卵サンドの中でも、近年人気が高まっているのが厚焼き卵やだし巻き卵をはさんだ和風タイプだ。卵焼きをパン粉で包んで油で揚げた「卵カツサンド」もある。

だし巻き卵のサンドイッチといえば、東京・麻布十番の老舗甘味処(どころ)「天のや」の「玉子サンド」のファンは多い。関西風のだしがきいたふわふわの卵焼きを、からしマヨネーズソースを塗った薄切りパンではさんで仕上げる。
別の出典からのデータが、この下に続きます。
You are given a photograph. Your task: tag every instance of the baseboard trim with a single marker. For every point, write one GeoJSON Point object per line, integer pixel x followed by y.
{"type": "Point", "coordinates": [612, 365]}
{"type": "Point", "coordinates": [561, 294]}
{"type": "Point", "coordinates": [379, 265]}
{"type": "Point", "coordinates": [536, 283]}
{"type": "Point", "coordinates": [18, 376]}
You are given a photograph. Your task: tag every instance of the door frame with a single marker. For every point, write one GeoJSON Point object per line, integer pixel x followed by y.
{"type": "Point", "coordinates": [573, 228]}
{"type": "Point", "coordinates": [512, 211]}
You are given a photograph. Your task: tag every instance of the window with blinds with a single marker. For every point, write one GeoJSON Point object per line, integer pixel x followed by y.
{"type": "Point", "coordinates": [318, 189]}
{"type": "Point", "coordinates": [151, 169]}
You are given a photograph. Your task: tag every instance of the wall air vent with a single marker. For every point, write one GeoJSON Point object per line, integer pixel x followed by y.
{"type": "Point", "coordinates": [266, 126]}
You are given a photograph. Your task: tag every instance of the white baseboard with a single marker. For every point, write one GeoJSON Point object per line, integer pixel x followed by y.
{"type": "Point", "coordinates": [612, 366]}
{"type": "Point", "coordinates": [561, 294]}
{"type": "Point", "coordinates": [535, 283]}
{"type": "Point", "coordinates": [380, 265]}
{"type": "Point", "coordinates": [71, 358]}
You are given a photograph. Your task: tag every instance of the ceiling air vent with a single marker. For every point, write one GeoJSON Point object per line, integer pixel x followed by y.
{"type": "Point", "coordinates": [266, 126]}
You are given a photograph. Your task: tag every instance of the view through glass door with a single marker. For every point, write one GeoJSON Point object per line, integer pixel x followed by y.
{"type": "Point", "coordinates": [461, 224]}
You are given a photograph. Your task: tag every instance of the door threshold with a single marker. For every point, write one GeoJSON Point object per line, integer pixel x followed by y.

YARN HOUSE(東京・新宿)が運営しているテークアウト専門店でも購入できる。代表の笠井順雄さんは「差し入れやお土産、特別なランチとして喜ばれている」と強調する。

こだわりのパンを提供する「俺のBakery 恵比寿」(同・渋谷)でも、サンドイッチで1番人気なのが和風だしの「厚焼きたまごサンドイッチ」だという。

家でだし巻き卵をふわりと厚く焼き上げ、パンにはさんでサンドイッチにしようと思うと大変そうだ。ただ料理研究家の寺西恵里子さんは「電子レンジをうまく使えば、ほとんど失敗することなく、手軽にできる」と話す。

寺西さんに作り方を教わった。まずは電子レンジ対応の四角い容器に卵を3個割り入れ、調味料を加えて卵液を作る。調味料はマヨネーズや顆粒(かりゅう)だし、砂糖を先に入れてよく混ぜる。牛乳や水は後にした方が混ぜやすい。

この卵液を数回に分けて加熱するのがコツだ。加熱中、卵液は容器の周縁部から徐々にかたまってくる。最初に1分半ほど加熱したところでレンジからいったん取り出し、周縁部から中央へと寄せるようにして混ぜる。

再びレンジに入れて1分半加熱し、様子をみる。それからは卵の表面がかたまるまで、20〜30秒ずつ加熱する作業を繰り返す。

卵液がかたまったら、容器からアルミ箔またはラップの上に出す。「卵液に入れているマヨネーズの油分があるので取り出しやすい」と寺西さん。取り出した卵はパンの大きさに合わせて包みながら形を整えていく。粗熱がとれたらパンにはさむ。